No estudo de DRAGONI et al.(6), analisando pacientes co-infectados por vírus da
hepatite C e vírus da imunodeficiência adquirida, o diâmetro da veia porta e a
medida longitudinal do baço foram capazes de predizer VE. O diâmetro da veia
esplênica foi o único dos três parâmetros que não teve descrições - em
trabalhos recentes - , de diferença significativa entre os grupos, ao contrário
do encontrado nesta amostra naqueles pacientes com GC.
Quando avaliada pelas curvas ROC, a precisão dos três parâmetros descritos
anteriormente, nenhum demonstrou alta capacidade de discriminação quanto ao
diagnóstico de VE, VG ou GC nesta casuística.
Outra variável estudada foi o pico de velocidade sistólica da veia porta,
reconhecidamente menor nos pacientes com cirrose hepática em comparação à
população sem hepatopatia, e que cada vez mais tem sido demonstrada como tendo
boa correlação com a presença de VE(1, 16). No entanto, nesta amostra, o pico
de velocidade sistólica na veia porta não apresentou boa sensibilidade e
especificidade para a presença de alterações endoscópicas secundárias à
hipertensão porta nos pacientes cirróticos.

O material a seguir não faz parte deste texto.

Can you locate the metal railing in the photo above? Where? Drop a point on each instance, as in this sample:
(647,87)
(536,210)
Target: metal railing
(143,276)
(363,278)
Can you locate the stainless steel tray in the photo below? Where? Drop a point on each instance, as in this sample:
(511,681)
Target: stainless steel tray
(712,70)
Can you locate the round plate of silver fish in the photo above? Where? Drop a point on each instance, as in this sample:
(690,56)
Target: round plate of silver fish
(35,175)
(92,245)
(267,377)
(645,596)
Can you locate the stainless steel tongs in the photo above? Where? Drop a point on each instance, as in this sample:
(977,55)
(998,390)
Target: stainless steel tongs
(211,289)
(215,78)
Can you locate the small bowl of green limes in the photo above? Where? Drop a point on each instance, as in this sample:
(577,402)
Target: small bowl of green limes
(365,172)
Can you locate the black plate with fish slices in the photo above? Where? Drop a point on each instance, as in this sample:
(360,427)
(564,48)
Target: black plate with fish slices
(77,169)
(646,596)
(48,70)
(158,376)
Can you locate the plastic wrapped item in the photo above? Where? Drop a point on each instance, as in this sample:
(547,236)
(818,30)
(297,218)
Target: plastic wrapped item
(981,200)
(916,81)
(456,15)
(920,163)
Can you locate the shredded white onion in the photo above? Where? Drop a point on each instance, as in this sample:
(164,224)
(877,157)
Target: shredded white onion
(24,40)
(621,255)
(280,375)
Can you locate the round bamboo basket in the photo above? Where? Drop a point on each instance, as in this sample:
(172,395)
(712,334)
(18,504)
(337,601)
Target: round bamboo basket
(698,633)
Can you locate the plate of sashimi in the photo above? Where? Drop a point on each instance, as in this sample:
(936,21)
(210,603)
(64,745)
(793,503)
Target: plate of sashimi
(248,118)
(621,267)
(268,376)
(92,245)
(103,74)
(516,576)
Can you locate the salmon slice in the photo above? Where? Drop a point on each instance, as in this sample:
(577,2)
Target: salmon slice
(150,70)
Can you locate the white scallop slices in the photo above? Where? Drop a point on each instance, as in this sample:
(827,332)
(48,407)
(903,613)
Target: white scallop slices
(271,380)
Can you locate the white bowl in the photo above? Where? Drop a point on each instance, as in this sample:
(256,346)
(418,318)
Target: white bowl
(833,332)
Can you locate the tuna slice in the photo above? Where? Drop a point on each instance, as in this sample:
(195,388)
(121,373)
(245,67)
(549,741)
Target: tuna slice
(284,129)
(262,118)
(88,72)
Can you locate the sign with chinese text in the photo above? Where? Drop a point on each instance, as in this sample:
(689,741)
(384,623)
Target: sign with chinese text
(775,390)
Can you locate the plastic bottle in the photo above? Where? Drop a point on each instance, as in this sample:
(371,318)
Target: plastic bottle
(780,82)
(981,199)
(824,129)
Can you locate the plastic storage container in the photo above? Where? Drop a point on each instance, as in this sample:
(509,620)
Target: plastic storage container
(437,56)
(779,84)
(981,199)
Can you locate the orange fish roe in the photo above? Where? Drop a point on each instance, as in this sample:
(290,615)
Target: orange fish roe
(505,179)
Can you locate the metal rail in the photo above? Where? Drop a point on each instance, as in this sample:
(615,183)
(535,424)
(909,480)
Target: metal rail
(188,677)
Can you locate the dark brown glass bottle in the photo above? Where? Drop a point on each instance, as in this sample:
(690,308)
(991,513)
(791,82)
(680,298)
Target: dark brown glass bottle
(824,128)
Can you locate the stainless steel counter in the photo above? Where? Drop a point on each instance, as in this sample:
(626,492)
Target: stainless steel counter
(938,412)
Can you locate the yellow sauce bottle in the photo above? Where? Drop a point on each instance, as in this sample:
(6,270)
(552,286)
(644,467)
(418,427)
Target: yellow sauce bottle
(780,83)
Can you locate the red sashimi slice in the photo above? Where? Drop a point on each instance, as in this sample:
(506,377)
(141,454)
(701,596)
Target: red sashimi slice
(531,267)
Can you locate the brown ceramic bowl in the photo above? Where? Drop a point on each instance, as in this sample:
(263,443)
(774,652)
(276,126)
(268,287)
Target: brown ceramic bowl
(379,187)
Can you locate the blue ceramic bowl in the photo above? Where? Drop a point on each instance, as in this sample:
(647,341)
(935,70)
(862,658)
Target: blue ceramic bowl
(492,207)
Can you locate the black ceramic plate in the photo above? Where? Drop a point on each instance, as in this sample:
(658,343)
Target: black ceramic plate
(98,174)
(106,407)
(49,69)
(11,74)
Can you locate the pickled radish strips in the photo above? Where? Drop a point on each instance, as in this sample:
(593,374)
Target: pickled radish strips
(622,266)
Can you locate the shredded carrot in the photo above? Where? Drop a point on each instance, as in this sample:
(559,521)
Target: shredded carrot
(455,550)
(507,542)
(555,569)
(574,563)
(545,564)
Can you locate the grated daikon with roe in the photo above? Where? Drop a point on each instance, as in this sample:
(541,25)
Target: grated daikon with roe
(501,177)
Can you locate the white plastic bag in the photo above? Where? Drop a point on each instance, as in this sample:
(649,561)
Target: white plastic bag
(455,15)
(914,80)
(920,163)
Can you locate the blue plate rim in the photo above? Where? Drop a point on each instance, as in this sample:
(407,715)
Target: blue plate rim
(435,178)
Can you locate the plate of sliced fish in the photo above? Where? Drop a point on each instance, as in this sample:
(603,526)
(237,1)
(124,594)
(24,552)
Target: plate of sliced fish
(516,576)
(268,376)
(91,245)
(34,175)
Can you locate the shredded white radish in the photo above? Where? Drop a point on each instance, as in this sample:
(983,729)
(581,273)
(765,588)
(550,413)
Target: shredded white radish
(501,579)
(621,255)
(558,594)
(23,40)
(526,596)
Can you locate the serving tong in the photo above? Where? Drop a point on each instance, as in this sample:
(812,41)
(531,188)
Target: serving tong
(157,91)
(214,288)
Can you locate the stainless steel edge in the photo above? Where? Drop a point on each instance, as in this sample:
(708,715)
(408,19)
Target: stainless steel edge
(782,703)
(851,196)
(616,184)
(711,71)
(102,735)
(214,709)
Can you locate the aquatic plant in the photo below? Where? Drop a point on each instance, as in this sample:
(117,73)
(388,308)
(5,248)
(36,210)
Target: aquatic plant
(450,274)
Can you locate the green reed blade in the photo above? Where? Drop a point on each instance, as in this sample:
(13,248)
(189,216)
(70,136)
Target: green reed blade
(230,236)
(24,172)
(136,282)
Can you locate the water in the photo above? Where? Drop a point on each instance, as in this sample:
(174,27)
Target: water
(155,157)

A recanalização da veia umbilical também não demonstrou exatidão em estimar VE,
VG ou GC, talvez, porque, ao contrário do descrito em outros estudos nos quais
se identificou a presença da recanalização da veia umbilical em até 42% dos
pacientes com VE(11), apenas 29% dos pacientes desta amostra apresentaram essa
característica.
O fluxo normal na veia porta e em seus ramos intra-hepáticos é relativamente
uniforme e direcionado para o fígado (hepatopetal). Na hipertensão há
alterações nos padrões de fluxo, especialmente na veia porta e veias hepáticas.
Entre estas está a reversão do fluxo, conhecido como fluxo hepatofugal que,
quando presente, é patognomônico da hipertensão portal(21). Nesta amostra a
presença deste padrão de fluxo vascular não acarretou alterações na capacidade
discriminatória dos testes aplicados.
Para finalizar, a baixa capacidade do ecodoppler em estimar a presença de VE,
VG e GC foi confirmada pela curva ROC, cuja maior área foi a da medida
longitudinal do baço (0,742) na discriminação de VG, ainda assim, menor que 0,8
(14).
CONCLUSÃO
Não houve correlação das variáveis mais comuns do ultra-som com Doppler do
sistema porta com a presença de VE, VG ou GC diagnosticadas na EDA, não
podendo, ainda, este método substituí-la para diagnóstico das alterações
endoscópicas secundárias à hipertensão porta.